I will add that, whether or not this mystical understanding appeals to you, it is certainly true that a person has almost unlimited potential to do good in the world, to do G-dly acts and to do acts of kindness to other people. If one channel of giving is blocked—the channel of child-bearing—you must find other channels to let that love and goodness flow.

In Isaiah 56:3 – 5 it says, “Let not the sterile man say ‘I am a dry tree’ (useless, unable to bear fruit). For so says G-d to the sterile ones who keep My Sabbaths and who choose what I desire and who hold fast to My covenant: ‘I will give them in My house and in My walls a Yad Veshem—a place and a name—better than sons and daughters. An everlasting name will I give them, which will never be cut off.’ ”

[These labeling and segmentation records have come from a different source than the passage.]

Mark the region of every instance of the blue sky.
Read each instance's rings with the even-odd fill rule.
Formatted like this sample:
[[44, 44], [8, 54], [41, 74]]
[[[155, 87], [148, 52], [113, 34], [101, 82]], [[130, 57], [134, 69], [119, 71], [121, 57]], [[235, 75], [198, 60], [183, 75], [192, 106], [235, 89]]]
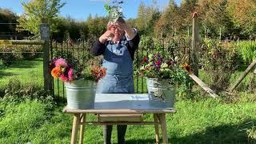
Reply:
[[[63, 17], [70, 16], [78, 21], [84, 21], [90, 14], [92, 16], [106, 15], [104, 10], [104, 4], [107, 0], [62, 0], [66, 4], [62, 8], [60, 15]], [[168, 5], [169, 0], [157, 0], [160, 10], [164, 9]], [[21, 2], [29, 2], [29, 0], [0, 0], [1, 8], [8, 8], [17, 14], [24, 12]], [[153, 0], [125, 0], [123, 11], [126, 18], [135, 18], [138, 8], [141, 2], [146, 5], [151, 5]], [[179, 4], [181, 0], [175, 0]]]

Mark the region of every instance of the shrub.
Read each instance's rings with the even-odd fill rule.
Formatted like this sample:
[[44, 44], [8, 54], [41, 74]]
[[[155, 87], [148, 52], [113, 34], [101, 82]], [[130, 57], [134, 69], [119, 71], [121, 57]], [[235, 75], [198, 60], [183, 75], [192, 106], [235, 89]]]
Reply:
[[217, 91], [226, 90], [231, 74], [238, 67], [237, 54], [232, 45], [205, 39], [200, 54], [200, 64], [210, 78], [211, 88]]
[[238, 54], [246, 62], [251, 62], [256, 58], [256, 42], [242, 41], [234, 43]]

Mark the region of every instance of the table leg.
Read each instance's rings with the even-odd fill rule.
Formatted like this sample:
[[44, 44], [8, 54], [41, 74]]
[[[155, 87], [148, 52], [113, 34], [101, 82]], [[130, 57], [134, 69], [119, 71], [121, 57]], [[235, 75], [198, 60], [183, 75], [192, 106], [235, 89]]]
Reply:
[[86, 114], [81, 114], [80, 115], [80, 121], [81, 121], [81, 125], [80, 125], [80, 137], [79, 137], [79, 144], [83, 144], [83, 135], [85, 132], [85, 125], [82, 124], [82, 122], [85, 122], [86, 119]]
[[73, 118], [73, 127], [72, 127], [72, 135], [71, 135], [71, 144], [75, 144], [77, 142], [77, 137], [78, 137], [78, 125], [80, 121], [80, 114], [74, 114]]
[[162, 129], [162, 135], [163, 143], [168, 143], [167, 132], [166, 132], [166, 118], [165, 114], [159, 114], [159, 121]]
[[156, 144], [159, 144], [159, 125], [158, 118], [156, 114], [154, 114], [154, 130], [155, 130], [155, 142]]

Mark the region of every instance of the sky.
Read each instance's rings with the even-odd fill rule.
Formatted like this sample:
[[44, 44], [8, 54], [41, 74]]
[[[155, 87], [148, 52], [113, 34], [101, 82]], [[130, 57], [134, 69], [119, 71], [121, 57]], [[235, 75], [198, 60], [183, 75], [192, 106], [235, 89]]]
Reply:
[[[62, 0], [66, 5], [61, 9], [60, 15], [62, 17], [70, 16], [78, 21], [84, 21], [91, 14], [92, 16], [106, 16], [106, 11], [104, 4], [107, 0]], [[136, 18], [138, 6], [142, 2], [146, 5], [151, 5], [153, 0], [124, 0], [122, 6], [123, 13], [126, 18]], [[169, 0], [157, 0], [158, 8], [163, 10], [168, 5]], [[0, 8], [7, 8], [13, 12], [20, 14], [24, 12], [22, 2], [30, 0], [0, 0]], [[178, 5], [181, 0], [175, 0]]]

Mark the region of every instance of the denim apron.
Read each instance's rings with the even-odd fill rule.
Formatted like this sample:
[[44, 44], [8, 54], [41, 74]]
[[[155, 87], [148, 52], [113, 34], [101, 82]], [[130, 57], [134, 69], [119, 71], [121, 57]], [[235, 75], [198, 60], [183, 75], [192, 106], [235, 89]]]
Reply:
[[110, 42], [106, 46], [102, 60], [106, 74], [98, 82], [96, 93], [134, 93], [133, 60], [126, 46], [127, 42], [120, 41], [114, 44]]

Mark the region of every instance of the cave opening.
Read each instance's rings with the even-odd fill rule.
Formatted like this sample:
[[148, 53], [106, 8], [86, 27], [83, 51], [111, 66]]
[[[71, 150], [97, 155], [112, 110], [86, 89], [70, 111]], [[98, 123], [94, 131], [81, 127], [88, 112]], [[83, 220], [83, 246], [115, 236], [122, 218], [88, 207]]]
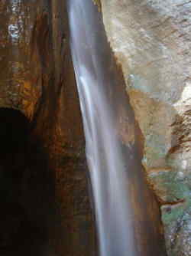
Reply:
[[0, 254], [44, 255], [53, 191], [47, 158], [21, 111], [0, 108]]

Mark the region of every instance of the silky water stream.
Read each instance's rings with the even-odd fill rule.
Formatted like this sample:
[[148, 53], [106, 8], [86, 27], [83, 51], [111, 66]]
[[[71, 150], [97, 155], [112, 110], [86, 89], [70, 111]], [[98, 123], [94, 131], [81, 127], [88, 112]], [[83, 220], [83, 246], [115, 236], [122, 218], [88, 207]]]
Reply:
[[[129, 117], [129, 111], [123, 114], [129, 103], [124, 94], [120, 98], [121, 89], [107, 63], [109, 46], [100, 15], [90, 0], [70, 0], [67, 9], [99, 254], [162, 255], [163, 250], [158, 248], [160, 228], [154, 226], [159, 227], [160, 222], [153, 215], [159, 215], [157, 206], [145, 185], [141, 158], [137, 156], [133, 114]], [[121, 117], [121, 123], [125, 119], [132, 122], [125, 128], [129, 136], [126, 146], [119, 139], [123, 129], [120, 131], [120, 120], [116, 121], [119, 113], [116, 109], [120, 107], [121, 115], [127, 116]]]

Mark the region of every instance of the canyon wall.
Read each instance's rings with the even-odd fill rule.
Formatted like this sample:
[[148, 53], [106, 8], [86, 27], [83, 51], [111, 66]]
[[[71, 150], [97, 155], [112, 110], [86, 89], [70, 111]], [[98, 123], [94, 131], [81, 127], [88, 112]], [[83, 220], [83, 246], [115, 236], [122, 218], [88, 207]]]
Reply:
[[96, 3], [144, 136], [142, 164], [168, 254], [190, 255], [190, 1]]

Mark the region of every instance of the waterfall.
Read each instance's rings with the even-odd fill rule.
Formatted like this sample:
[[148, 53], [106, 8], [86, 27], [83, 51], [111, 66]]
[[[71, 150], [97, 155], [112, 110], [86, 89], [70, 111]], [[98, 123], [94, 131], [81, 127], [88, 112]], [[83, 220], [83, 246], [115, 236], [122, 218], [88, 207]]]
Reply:
[[103, 72], [99, 21], [90, 0], [70, 0], [68, 14], [100, 255], [134, 256], [126, 159]]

That is to say, although you will not have children to carry on your name and to remember you after you leave this world, G-d will remember you and others will recount your good deeds and special memories of you, and in the World to Come you will have a special place and reward for all the good that you did.

The Chofetz Chaim (Rabbi Israel Meir Kagan) wrote an entire book based on this passage. It is called “Shem Olam”—“An Everlasting Name”—and discusses what a childless person should do with the time on earth that G-d has allotted him. This book can be found among the collected writings of the Chofetz Chaim. (I must mention that I am indebted to R’ Yakov Homnick for this information about the passage in Isaiah and the Chofetz Chaim’s book on this subject.)

I will add one more verse for you, “Hazor’im bedim’ah berinah yiktzoru”—which means “They who plant with tears, will reap with joy.” For your present grief there will ultimately be recompense and joy, if not in this world, then in the next.

May you be blessed with a wonderful, sweet year, and hundreds of millions of children.